Tuesday, July 19, 2016

Day 19: July Food Challenge $1/1/1

Never again will I buy yogurt!
Money spent: $10.19
Wow! What an amazing day!
I MADE YOGURT! This is just about the easiest thing in the world to make. You just need milk, a little yogurt, heat and time. I used the recipe from About Food and then later saw this (which I'll use in the future) from Northwest Edible Life. Bottom line is: unless you are using raw milk, scalding your milk is not necessary. 110 degrees, which is barely over your body temperature, is all. Because I'm impatient and consider myself an innate genius, I did not follow the directions exactly. Yes, I used a quart of milk. Yes, I used a non-metal bowl. But I put my milk/yogurt mixture in the bottom of three mason jars versus using the same big bowl that my scalded milk cooled down in. Since, I just guessed at how much of the said mixture to put in the bottom of each jar, the third jar got a little skimped. As a result, it just turned into buttermilk and not yogurt. No problem. I'll make cheese with the buttermilk. If, by chance, you are local and need a starter, I'll gladly share. If not, I recommend a small container of plain, full-fat greek yogurt to start your new obsession with.

Today, I drove over with one of my amiable co-workers to the local health food store and spent a Hamilton and some change on two of my favorite food products. Very comforting to have that on hand now.

Harpsichord, Anyone?
Later, The Spouse and I took the children to a free music concert at our local art museum. We walked through a lovely flower garden and alongside a mosaic in-ground fountain to the main entrance and joined a shockingly packed house of all ages to listen to "John Paul, harpsichordist, performing Preludes and Fugues from the Well-Tempered Clavier of J.S. Bach." I know, the excitement is mind blowing. It would be tempting to say, "Oh, I'd rather wash my hair." However, we went and are so very glad we did. Dr. Paul was a lovely combination of teacher and musician. He gave little talks before each of the five pieces, explaining what the fugue was for each piece and then playing it in parts, so that you could listen for it. By the end, two of the three children were squirming to be relieved of the duty of listening, but we stayed. And afterwards, we were gifted with a lesson for the children, where they could touch the keys, see all the little parts, learn a little more history and hear some of the differences between a harpsichord, lute, guitar, and piano.
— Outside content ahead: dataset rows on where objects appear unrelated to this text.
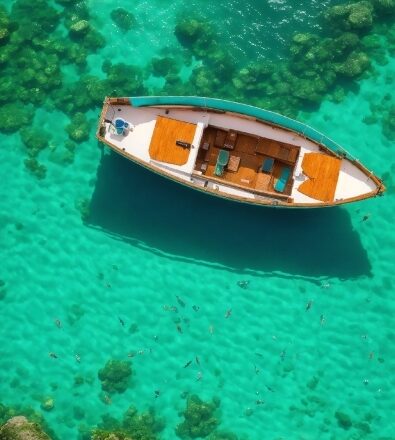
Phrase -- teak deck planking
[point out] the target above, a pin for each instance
(250, 162)
(163, 143)
(323, 173)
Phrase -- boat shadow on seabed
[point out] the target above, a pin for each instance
(160, 215)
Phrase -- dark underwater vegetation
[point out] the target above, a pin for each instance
(320, 65)
(42, 41)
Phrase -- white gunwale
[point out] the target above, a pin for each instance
(353, 176)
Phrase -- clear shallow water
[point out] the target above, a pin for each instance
(147, 240)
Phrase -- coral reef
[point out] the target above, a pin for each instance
(134, 426)
(343, 420)
(35, 140)
(115, 376)
(14, 116)
(3, 289)
(78, 129)
(35, 168)
(19, 428)
(200, 418)
(48, 403)
(123, 19)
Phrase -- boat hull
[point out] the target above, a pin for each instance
(289, 134)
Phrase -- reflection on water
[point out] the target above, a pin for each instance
(138, 205)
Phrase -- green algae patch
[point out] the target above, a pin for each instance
(343, 420)
(19, 428)
(35, 140)
(4, 25)
(13, 116)
(123, 19)
(37, 169)
(115, 376)
(134, 426)
(199, 418)
(78, 129)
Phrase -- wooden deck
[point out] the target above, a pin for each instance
(163, 143)
(323, 173)
(248, 173)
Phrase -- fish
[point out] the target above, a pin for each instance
(180, 301)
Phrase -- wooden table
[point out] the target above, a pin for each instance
(263, 181)
(233, 164)
(230, 140)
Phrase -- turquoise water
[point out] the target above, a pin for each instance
(310, 332)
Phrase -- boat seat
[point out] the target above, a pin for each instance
(222, 161)
(283, 179)
(267, 165)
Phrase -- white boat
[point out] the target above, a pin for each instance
(235, 151)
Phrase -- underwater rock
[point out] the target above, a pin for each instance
(19, 428)
(123, 19)
(84, 206)
(343, 420)
(4, 24)
(35, 140)
(80, 28)
(384, 7)
(355, 64)
(35, 168)
(200, 420)
(13, 116)
(78, 129)
(115, 376)
(47, 404)
(3, 290)
(142, 425)
(99, 434)
(388, 122)
(163, 66)
(355, 16)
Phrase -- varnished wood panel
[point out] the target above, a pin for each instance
(163, 143)
(323, 173)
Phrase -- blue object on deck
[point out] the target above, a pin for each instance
(283, 179)
(120, 125)
(267, 165)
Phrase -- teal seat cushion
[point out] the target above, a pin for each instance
(223, 157)
(283, 179)
(267, 165)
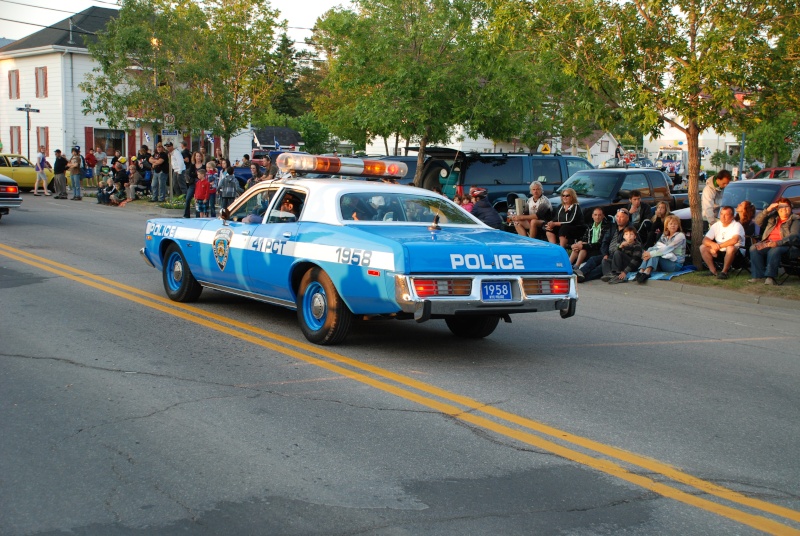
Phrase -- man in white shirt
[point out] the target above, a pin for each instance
(40, 166)
(178, 167)
(725, 238)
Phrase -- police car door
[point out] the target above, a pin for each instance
(269, 258)
(224, 243)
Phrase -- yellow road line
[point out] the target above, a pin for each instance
(201, 317)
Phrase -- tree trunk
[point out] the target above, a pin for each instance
(692, 138)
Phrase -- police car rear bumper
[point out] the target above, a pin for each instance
(439, 306)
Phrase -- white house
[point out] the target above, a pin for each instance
(44, 70)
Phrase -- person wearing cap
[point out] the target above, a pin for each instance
(483, 210)
(75, 165)
(599, 266)
(60, 175)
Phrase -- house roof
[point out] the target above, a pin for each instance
(268, 135)
(84, 25)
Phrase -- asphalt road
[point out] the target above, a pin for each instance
(121, 413)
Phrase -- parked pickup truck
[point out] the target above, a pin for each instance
(611, 188)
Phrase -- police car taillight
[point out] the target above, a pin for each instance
(310, 163)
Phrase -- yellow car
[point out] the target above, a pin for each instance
(19, 168)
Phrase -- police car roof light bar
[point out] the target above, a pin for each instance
(344, 166)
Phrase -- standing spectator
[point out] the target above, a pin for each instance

Yes, the kids asked if this
was made for playing in, not just looking at.
Then amid thunderclaps and light rain, we walked back through the Art Garden, where I snagged a couple of seed pods (native hibiscus and Black-eyed Susans) and went into the Mississippi Art Center to see our artist friend (and one of my favorite people in all the world) -- Ellen Langford and her latest exhibit with fellow artists from Bottletree Studio. Oh my: what a treat! We met several of the artists, including Ms. E, and just relished the energy and vibrancy of the art. You want to feel alive? Go see this exhibit! Deep breaths, then dance. That's what the kids did and what my insides were happily doing as well. I love artistic souls and seeing them with their work. I love to look at art that leaves me room to play with it in my imagination. To join in the visual dance with the piece itself.

We drove home through the rain to clear skies and a sunset of golds and pinks and cotton-candy blue. The fountain, which has been turned off for the last week, in running again and now, magically, glows warmly in the darkened night.

"Then Everything is Safe"
painting by Ellen Langford
Obviously, I need to be surrounded by family, friendship, music, art, good food, and beauty. Today, incredibly, all of those things were mine to savor, relish, and enjoy. I truly must be the luckiest of women to have had a day a lovely as today to call mine.